Experiência apresentada como inovadora no contexto europeu começa agora em Vila do Conde e já funciona na Madeira, na sequência de um concurso público

Para a semana, já haverá crianças e jovens que cometeram crimes a viver nas novas instalações do Centro Educativo de Santa Clara. Ontem, aquele edifício de Vila do Conde era ainda uma promessa: o lugar onde se ensaia uma nova gestão partilhada entre o Estado português e uma organização não governamental espanhola que por cá assume o nome de União Meridianos Portugal.

Numa curta visita, o ministro da Justiça, Alberto Martins, enfatizou as qualidades do edifício desenhado pelo arquitecto Maia Gomes, da Câmara de Vila do Conde. A estrutura de linhas simples e cores claras terá capacidade para acolher 36 rapazes e 12 raparigas e estava há muito pronta, resolvendo o problema da sobrelotação. "A sociedade em que vivemos é muito agressiva, muito difícil", reconheceu aquele membro do Governo. Nela existem "grandes desigualdades, pobreza". Daí "o apelo e as tentações a atitudes menos adequadas por parte dos jovens". Esses comportamentos "devem ser combatidos", advogou. Deve, porém, dar-se-lhes "uma segunda oportunidade."

Houve concurso internacional para a parceria. E ganhou a União Meridianos, que em Espanha já trabalha com menores que cometeram factos tipificados como crimes. O contrato foi assinado em Maio. O Estado ficará responsável pela gestão e pela segurança. E a organização não governamental pelos chamados critérios e métodos de educação, formação profissional, ligação ao exterior.

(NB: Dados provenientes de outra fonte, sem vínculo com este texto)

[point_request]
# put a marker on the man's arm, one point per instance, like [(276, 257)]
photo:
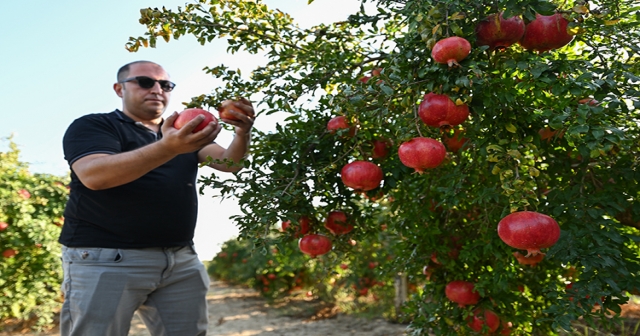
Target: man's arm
[(239, 147), (103, 171)]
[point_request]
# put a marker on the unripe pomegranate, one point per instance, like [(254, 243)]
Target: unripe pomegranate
[(338, 123), (456, 142), (338, 223), (481, 317), (546, 33), (438, 110), (451, 50), (422, 153), (528, 230), (497, 32), (532, 260), (361, 175), (462, 292), (314, 245), (301, 229)]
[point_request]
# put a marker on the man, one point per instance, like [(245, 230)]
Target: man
[(131, 214)]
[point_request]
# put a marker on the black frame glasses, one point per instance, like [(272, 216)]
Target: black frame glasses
[(148, 82)]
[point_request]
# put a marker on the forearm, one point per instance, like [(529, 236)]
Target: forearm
[(99, 172)]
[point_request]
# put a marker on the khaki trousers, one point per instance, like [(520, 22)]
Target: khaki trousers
[(104, 287)]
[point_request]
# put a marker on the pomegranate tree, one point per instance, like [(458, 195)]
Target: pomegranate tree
[(482, 317), (301, 229), (338, 223), (314, 245), (546, 33), (528, 230), (422, 153), (361, 175), (438, 110), (451, 50), (462, 292), (497, 32)]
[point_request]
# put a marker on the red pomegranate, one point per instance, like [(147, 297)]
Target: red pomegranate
[(301, 229), (528, 230), (456, 142), (338, 123), (532, 260), (361, 175), (338, 223), (314, 245), (497, 32), (483, 317), (462, 292), (422, 153), (438, 110), (381, 148), (451, 50), (546, 33)]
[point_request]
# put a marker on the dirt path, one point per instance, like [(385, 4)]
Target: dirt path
[(237, 311)]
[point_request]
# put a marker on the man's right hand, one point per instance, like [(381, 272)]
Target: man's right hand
[(180, 141)]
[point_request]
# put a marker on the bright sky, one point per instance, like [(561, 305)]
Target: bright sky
[(58, 61)]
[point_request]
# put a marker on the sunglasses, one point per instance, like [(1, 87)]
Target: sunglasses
[(148, 82)]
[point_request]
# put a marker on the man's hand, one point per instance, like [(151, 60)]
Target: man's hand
[(180, 141)]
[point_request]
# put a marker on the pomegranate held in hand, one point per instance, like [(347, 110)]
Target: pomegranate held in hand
[(314, 245), (451, 50), (497, 32), (546, 33), (438, 110), (528, 230), (187, 115), (481, 317), (422, 153), (338, 223), (462, 292), (361, 175)]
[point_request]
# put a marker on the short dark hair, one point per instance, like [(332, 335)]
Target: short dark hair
[(123, 72)]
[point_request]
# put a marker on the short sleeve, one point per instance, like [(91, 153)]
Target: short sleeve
[(90, 134)]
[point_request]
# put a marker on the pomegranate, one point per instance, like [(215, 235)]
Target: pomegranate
[(314, 245), (338, 223), (482, 317), (546, 33), (462, 292), (456, 142), (528, 230), (422, 153), (190, 113), (497, 32), (381, 148), (532, 260), (301, 229), (339, 123), (451, 50), (361, 175), (438, 110)]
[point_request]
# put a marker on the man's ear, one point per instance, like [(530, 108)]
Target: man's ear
[(117, 87)]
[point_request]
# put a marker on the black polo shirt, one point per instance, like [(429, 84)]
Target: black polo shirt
[(157, 210)]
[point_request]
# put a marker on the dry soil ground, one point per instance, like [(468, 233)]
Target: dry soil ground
[(237, 311)]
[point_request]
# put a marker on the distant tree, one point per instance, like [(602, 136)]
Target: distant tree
[(554, 132)]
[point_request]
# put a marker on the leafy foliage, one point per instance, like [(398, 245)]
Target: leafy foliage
[(585, 175), (31, 207)]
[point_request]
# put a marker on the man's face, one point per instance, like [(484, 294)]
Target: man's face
[(144, 104)]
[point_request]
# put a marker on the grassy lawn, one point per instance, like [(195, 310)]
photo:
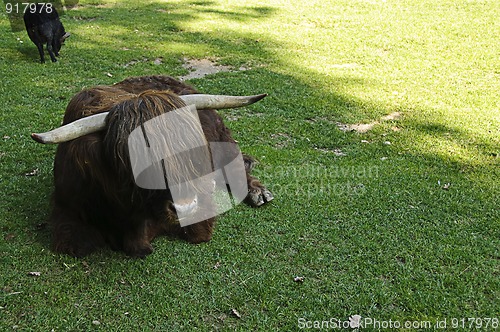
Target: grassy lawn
[(399, 221)]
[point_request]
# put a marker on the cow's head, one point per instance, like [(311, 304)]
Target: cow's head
[(135, 129)]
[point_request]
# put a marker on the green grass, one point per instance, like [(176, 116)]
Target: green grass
[(372, 232)]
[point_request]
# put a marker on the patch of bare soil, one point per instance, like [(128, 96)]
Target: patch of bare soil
[(365, 127), (202, 67)]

O modelo de gestão partilhada tem sido apresentado pelo Governo como "uma inovação na intervenção educativa". Ontem, o coordenador geral de programas educativos da União Meridianos, Diego Vargas, referiu-o como "um modelo inovador a nível europeu". Convidado a esclarecer as suas palavras, Diogo Vargas usou uma expressão vaga: falou num "modelo de inserção laboral realista". Instigado a ser mais específico, respondeu: "Estes jovens serão preparados para a vida activa." Como? Através de uma intervenção integrada que lhes "permitirá desenvolver opções vocacionais, adquirir hábitos básicos de trabalho, competências e qualificações nas áreas profissionais."

Na prática, o CE de Santa Clara disporá de programas de formação e orientação profissional e de ateliers profissionais (design e artes gráficas, cabelo e beleza, hotelaria, manutenção de espaços). Oferecerá também terapia individual, ateliers cognitivos, voluntariado, actividades de lazer. A equipa promete ainda trabalhar em paralelo com as famílias.

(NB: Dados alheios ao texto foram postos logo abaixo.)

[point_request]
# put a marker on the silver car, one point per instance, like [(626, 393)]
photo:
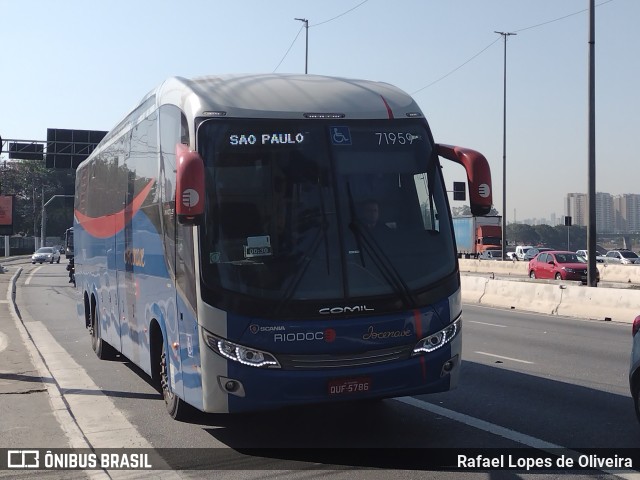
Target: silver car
[(634, 370), (46, 254), (623, 256)]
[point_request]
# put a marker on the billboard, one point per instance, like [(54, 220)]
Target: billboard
[(6, 214), (26, 151), (67, 148)]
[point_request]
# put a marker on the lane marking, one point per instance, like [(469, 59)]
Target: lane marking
[(504, 358), (4, 341), (485, 323), (33, 272), (504, 432), (88, 418)]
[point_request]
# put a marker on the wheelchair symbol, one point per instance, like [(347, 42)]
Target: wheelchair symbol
[(340, 136)]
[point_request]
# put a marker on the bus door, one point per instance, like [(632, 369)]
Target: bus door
[(127, 288), (112, 333)]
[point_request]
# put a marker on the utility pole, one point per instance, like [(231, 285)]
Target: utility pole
[(591, 170), (306, 52), (504, 149)]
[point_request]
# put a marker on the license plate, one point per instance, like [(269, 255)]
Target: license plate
[(346, 386)]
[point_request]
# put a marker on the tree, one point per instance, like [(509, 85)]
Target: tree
[(31, 182)]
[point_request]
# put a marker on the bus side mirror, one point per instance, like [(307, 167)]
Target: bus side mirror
[(189, 186), (478, 175)]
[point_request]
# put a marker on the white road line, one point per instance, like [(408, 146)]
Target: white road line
[(4, 341), (33, 272), (88, 418), (485, 323), (504, 358), (513, 435)]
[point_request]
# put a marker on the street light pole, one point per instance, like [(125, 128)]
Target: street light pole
[(44, 216), (591, 170), (306, 52), (504, 148)]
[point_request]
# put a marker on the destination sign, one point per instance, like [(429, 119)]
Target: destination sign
[(275, 138)]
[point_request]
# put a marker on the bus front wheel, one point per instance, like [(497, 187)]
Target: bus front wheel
[(176, 407)]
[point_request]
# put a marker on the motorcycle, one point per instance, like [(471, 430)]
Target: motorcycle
[(72, 272)]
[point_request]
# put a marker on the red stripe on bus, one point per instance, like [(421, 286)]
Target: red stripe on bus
[(107, 226)]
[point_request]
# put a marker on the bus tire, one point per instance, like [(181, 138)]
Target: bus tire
[(176, 407), (101, 348)]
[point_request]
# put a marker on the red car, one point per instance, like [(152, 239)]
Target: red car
[(560, 265)]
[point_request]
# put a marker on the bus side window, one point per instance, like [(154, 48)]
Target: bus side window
[(184, 130)]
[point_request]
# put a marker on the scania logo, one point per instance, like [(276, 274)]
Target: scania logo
[(338, 310), (253, 328)]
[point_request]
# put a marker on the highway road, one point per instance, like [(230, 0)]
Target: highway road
[(528, 380)]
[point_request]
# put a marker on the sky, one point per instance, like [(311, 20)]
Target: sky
[(83, 65)]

O contrato-programa, renovável, é de três anos. Por cada um, o Estado paga dois milhões de euros.

Uma parceria semelhante está a ser testada na Madeira. Esse CE tem três unidades residenciais, mas foi em Junho inaugurado com apenas uma a funcionar. Por lá, a formação profissional será um pouco diferente, de modo a melhor responder às condições socioeconómicas da região.

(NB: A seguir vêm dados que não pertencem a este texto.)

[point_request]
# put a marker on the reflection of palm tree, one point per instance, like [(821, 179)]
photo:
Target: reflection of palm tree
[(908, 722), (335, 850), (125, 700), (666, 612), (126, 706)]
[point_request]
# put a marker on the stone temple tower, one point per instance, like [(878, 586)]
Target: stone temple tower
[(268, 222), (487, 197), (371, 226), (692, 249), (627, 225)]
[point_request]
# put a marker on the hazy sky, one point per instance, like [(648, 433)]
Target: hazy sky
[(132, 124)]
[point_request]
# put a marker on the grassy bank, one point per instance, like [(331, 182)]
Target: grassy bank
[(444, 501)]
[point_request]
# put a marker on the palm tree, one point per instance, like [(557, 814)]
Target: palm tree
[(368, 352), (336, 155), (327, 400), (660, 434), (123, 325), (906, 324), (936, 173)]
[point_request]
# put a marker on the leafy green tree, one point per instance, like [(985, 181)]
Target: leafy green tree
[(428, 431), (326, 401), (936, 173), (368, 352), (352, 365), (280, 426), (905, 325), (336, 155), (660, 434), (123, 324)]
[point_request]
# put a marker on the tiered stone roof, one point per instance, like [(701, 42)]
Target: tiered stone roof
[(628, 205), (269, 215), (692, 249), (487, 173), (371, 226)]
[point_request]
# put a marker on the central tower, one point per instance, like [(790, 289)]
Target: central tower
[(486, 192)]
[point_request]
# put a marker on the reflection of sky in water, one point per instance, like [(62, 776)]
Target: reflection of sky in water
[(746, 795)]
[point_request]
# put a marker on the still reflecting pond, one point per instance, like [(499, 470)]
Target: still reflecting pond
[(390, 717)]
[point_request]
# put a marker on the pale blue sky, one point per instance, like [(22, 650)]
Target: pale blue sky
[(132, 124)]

O internamento é a mais gravosa medida tutelar educativa. Hoje, há 201 jovens em centros educativos, a maior parte por roubo.

Na inauguração de ontem, director-geral da Reinserção Social e director-geral dos Serviços Prisionais já eram a mesma pessoa. O ministro defendeu que a fusão servirá para "racionalizar meios e organizar sinergias, obtendo-se uma melhor interacção" entre os dois organismos.

A integração da Reinserção Social na Direcção-Geral dos Serviços Prisionais, decidida no Conselho de Ministros do dia 11, não agradará a alguns funcionários. Mas Alberto Martins assegura que, à semelhança do que se faz em países como Espanha, esta medida "não significa uma menor organização das especificidades da reinserção". Na sua opinião, a fusão não coloca em causa "a filosofia de uma atenção especial aos jovens em detrimento das condenações normais: poderem ter ganhos de sinergias em termos de segurança, em termos da qualificação dos pedagogos, da assistência médica, das soluções de enquadramentos."